To make up for reduced tuition revenue, Daniels—known as “the Blade” for his deficit-reduction zeal in the Bush White House—enlisted veterans of his gubernatorial administration to slash $8 million from the operating budget. “He’s trying to set a standard for how a university can be successful by being managed more efficiently,” says Robert Wynkoop, who worked under Daniels in the statehouse and serves as Purdue’s ­managing director for service enterprises in the office of the treasurer. Among other things, the team contracted with a charter bus service, saving $3 million, and scrapped plans to build a $22 million facility for food storage, instead hiring a local, private vendor for $325,000 annually. ...

The Kaplan merger has the biggest potential impact on enrollment. Daniels’s decision to pursue the deal stemmed from dispiriting polling results. A joint annual survey by Purdue and Gallup asks college graduates across the country how the quality of their education contributed to their career development and overall happiness. The survey’s initial results, in May 2014, showed that only 29 percent of respondents said their school prepared them well for life after graduation. More than 100 schools now participate in the survey.

Daniels laments the failure of America’s elite universities to adjust to technological change and growing concern about the value of a four-year degree. E-learning companies such as Udacity Inc. and Coursera Inc. have valuations approaching $1 billion, and ­nonprofits such as Khan Academy reach tens of millions of students monthly. “We’ve got to pass the ‘pajama test,’ ” he says. “There are a lot of people who think residential higher education is on borrowed time. There are a lot of smart people, backed by a lot of big money, using dazzling technologies, who are saying to prospective students, ‘Why would you pick up and move somewhere and pay rent for four years when I can bring the best education available to you while you sit in your pajamas?’ ”

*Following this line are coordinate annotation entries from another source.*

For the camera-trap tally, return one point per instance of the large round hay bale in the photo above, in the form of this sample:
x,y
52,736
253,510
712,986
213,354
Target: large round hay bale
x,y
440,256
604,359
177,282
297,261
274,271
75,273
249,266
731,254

When speaking to campus audiences, Daniels cites Joseph Schumpeter, the Austrian economist who pioneered the concept of “creative destruction.” The history of business, Daniels says, shows “it’s impossible for the incumbent to adjust fast enough to ward off the disrupters, in part because what you’re doing has worked for such a long period of time. So we’re in a race.”

The best way for Purdue to ward off the challenge posed by online universities, Daniels decided, was to buy one. ...

To skeptics, the venture will undermine the university’s reputation and alter Purdue’s ­character by elevating the profit motive. The University Senate has refused to endorse the deal, and more than 300 faculty members signed a petition in November urging the Higher Learning Commission, Purdue’s regional accreditor, to block it. “The faculty is overwhelmingly opposed to it,” says Sanders, the former chair of Purdue’s faculty senate. “The purpose of Purdue is learning, research, and engagement. The purpose of Kaplan is to make money.”

Daniels acknowledges that “any novel idea will generate concerns and opposition,” adding, “I wish people took a little time to understand it.” He predicts that Purdue professors eventually could supplement their salary by teaching online courses for NewU. But he admits the benefits to traditional faculty members are theoretical, what he and his aides call “Wagners”: wild-ass guesses not easily refuted.